Obrigado Por Fumar (2005)

Publicado em 2010, Merchants of Doubt (“Mercadores da Dúvida”, sem tradução no Brasil) é um dos mais importantes livros científicos deste século. Nele, os historiadores Naomi Oreskes e Erik Conway mostram como, a partir da década de 1950, a indústria do tabaco investiu pesado para explorar o método científico, baseado na dúvida e no questionamento, para manipular a mídia e o público, criando um falso debate a respeito da inegável ligação entre o fumo e o câncer de pulmão.

Esse é o universo retratado em Obrigado Por Fumar: na trama, Nick Naylor (Aaron Eckhart) é um lobista que atua junto a políticos e jornalistas para defender os interesses de seus contratantes do setor tabagista.

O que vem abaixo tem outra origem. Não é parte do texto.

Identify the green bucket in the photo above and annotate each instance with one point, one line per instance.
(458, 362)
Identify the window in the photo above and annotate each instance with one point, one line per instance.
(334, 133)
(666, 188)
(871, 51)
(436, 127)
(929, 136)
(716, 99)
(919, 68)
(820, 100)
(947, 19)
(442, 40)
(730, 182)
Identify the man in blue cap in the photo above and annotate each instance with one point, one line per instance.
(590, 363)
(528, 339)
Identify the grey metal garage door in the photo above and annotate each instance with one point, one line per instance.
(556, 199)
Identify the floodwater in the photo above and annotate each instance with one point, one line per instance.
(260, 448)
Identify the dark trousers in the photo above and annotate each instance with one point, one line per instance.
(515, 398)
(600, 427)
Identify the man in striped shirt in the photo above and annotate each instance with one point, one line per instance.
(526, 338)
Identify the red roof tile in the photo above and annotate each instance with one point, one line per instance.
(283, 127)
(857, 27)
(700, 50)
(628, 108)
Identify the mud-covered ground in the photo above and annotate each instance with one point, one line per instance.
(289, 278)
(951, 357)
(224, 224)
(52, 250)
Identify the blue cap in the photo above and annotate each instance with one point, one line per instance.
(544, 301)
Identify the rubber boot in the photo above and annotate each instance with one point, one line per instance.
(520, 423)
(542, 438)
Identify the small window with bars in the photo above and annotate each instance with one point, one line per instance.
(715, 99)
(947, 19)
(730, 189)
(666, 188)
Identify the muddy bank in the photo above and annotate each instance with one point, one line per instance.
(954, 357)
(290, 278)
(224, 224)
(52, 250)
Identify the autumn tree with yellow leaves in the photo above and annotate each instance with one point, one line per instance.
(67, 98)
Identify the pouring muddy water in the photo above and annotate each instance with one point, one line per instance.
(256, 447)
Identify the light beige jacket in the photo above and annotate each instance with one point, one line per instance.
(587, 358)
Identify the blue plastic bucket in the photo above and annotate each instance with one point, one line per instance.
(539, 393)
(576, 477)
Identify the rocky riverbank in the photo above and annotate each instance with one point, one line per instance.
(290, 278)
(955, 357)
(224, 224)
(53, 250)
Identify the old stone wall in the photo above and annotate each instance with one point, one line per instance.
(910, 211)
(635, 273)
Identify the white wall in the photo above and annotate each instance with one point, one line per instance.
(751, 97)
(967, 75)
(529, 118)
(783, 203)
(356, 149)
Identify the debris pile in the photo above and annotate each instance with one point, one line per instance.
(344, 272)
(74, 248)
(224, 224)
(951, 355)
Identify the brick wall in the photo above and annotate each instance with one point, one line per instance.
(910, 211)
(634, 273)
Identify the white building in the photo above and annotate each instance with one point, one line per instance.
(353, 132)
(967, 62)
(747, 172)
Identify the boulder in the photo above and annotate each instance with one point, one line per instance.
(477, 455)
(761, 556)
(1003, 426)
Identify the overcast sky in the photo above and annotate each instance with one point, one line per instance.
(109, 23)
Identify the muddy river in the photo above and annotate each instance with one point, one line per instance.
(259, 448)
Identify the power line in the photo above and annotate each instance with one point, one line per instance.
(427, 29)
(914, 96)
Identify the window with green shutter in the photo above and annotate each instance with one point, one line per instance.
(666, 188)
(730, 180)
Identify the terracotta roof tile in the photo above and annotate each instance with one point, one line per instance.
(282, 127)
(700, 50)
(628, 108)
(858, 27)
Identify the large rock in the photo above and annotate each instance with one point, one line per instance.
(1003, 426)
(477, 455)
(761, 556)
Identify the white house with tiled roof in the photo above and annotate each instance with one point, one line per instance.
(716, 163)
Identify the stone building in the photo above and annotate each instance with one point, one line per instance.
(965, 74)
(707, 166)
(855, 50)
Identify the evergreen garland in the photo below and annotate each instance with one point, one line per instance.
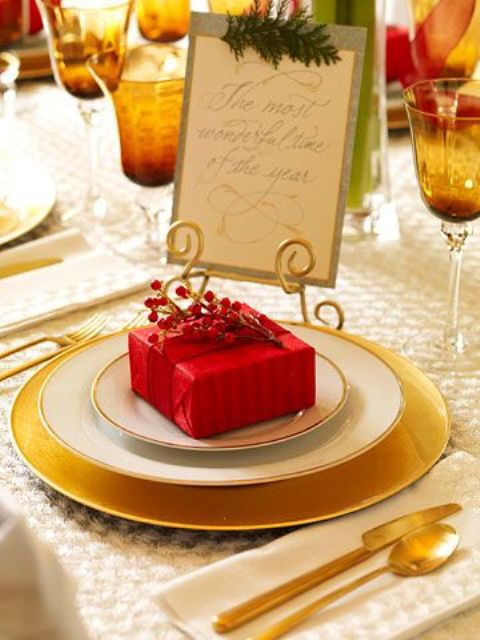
(276, 36)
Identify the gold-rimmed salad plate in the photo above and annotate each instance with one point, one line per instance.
(375, 404)
(117, 404)
(407, 452)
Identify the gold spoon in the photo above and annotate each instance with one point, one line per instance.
(419, 552)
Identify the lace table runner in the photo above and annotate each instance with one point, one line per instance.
(390, 292)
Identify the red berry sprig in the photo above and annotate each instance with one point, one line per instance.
(204, 317)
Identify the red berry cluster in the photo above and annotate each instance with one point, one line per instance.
(204, 317)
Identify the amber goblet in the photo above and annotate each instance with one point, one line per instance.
(444, 117)
(163, 20)
(11, 22)
(76, 30)
(147, 98)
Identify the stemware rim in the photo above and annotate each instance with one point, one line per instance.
(142, 45)
(438, 81)
(78, 7)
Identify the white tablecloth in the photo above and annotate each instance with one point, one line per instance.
(390, 292)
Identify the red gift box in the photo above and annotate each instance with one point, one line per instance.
(207, 387)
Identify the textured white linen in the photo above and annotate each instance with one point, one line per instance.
(389, 607)
(86, 277)
(36, 596)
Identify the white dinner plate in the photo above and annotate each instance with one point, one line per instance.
(375, 404)
(115, 402)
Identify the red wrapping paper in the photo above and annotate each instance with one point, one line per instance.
(207, 387)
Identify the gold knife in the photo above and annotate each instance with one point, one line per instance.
(373, 541)
(29, 265)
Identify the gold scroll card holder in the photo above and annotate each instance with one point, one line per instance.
(185, 242)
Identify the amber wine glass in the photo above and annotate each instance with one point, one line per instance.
(163, 20)
(147, 98)
(76, 30)
(444, 118)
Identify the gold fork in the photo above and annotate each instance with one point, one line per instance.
(67, 339)
(137, 321)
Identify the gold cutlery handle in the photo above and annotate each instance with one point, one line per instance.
(289, 622)
(21, 347)
(242, 613)
(28, 365)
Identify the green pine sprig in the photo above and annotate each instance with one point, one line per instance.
(276, 36)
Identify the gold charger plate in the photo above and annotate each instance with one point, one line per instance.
(24, 208)
(408, 452)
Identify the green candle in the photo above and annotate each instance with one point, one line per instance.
(363, 14)
(325, 11)
(358, 13)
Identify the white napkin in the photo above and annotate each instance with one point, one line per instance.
(389, 607)
(85, 277)
(36, 596)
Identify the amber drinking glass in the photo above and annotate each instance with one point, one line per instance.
(76, 30)
(147, 98)
(444, 117)
(163, 20)
(11, 21)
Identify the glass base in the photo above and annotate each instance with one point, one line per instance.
(376, 222)
(430, 351)
(97, 214)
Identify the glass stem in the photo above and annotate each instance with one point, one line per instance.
(93, 201)
(151, 202)
(455, 236)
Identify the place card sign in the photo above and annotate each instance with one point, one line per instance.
(265, 153)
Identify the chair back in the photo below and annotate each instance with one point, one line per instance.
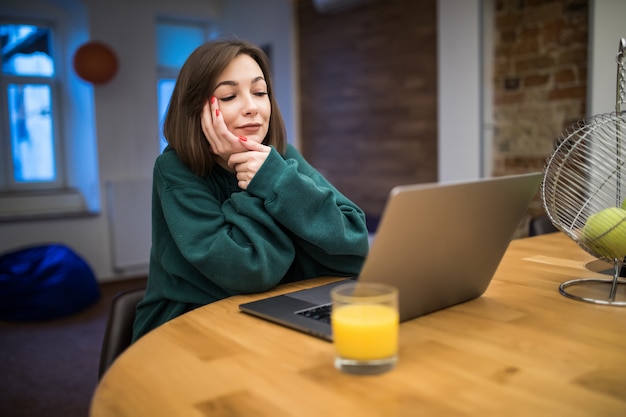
(119, 329)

Baseado em um romance homônimo, o filme de estreia do diretor canadense Jason Reitman capricha no sarcasmo e no humor ácido, especialmente nas sequências que mostram os encontros informais de Nick com seus colegas Polly (Maria Bello) e Bobby (David Koechner), lobistas do álcool e das armas, respectivamente.

Obrigado por Fumar está disponível no Star+.

Idiocracia (2006)

Em algum momento da pré-história, o Homo sapiens conviveu e interagiu com outros hominídeos de cérebro menos desenvolvido, como neandertais e denisovanos – e, felizmente para nós, tornou-se tornou a espécie dominante. Idiocracia brinca com essa ideia e a subverte: cobaia em uma experiência militar, o soldado Joe (Luke Wilson), apontado como o “mais mediano” da corporação, é colocado em animação suspensa, juntamente com a prostituta Rita (Maya Rudolph). Por uma série de fatores, eles acabam sendo mantidos naquele estado por 500 anos, sendo acordados por acidente. Deparam-se, então, com um país emburrecido, em que Joe é dono do QI mais alto.

Idiocracia está disponível para aluguel digital no Google Play.